Dr. Patterson-Kane said that instead of focusing on the breed, effective dog bite prevention measures fall into three areas:
- How people raise and care for their dogs
- How people manage situations when their dogs are in contact with other people
- How communities respond to people who are raising or keeping their dogs in a dangerous or harmful manner
Things such as proper socialization and training, securely fenced yards, and strongly enforced animal control regulations will do much more to prevent dog bites then outlawing certain types of dogs based on their physical appearance, Dr. Patterson-Kane says.
One of the problems of many current breed bans, Dr. Patterson-Kane says, is that they target pit bulls, which aren’t actually a breed but a “type” descended from bull and terrier breeds. Media reports describing a pit bull attack may in fact be describing a dog that was never considered to be a pit bull, or was known for certain to be another breed, such as a Labrador.

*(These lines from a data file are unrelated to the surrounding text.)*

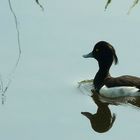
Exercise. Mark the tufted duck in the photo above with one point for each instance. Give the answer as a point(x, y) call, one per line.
point(106, 85)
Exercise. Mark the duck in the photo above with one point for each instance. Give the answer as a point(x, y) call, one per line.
point(104, 83)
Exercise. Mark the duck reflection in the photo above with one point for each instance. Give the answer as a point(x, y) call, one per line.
point(102, 120)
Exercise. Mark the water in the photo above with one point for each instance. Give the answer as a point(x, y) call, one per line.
point(43, 101)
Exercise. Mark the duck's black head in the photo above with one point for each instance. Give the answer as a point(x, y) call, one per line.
point(104, 53)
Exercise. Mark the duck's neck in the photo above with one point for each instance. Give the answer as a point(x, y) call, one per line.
point(100, 76)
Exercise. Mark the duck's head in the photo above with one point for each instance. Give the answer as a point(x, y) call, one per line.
point(103, 52)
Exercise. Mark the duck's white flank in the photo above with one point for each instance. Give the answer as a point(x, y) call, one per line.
point(122, 91)
point(115, 92)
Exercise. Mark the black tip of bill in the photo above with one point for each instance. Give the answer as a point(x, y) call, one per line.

“A pit bull is in the eye of the beholder,” Dr. Patterson-Kane says. “So if an apartment passes some regulation saying people in this apartment aren’t allowed to have pit bulls, the guy with the Labrador-boxer cross is going to be surprised to find that all his neighbors think he’s breaking that rule.”
Dr. Patterson-Kane says that instead of simply cracking down on negative behavior, communities should focus on fostering environments where people and their dogs can have positive experiences together, and where dogs are less likely to end up in situations where they feel threatened and don’t know how to cope.
“I think the focus should be that any dog can be dangerous,” Dr. Patterson-Kane says. “But with the right veterinary care, with the right community education, and with the right enforcement of responsible behavior, we can make sure that dogs aren’t just potential biters harbored in our homes, but they’re actually animal members of our community.”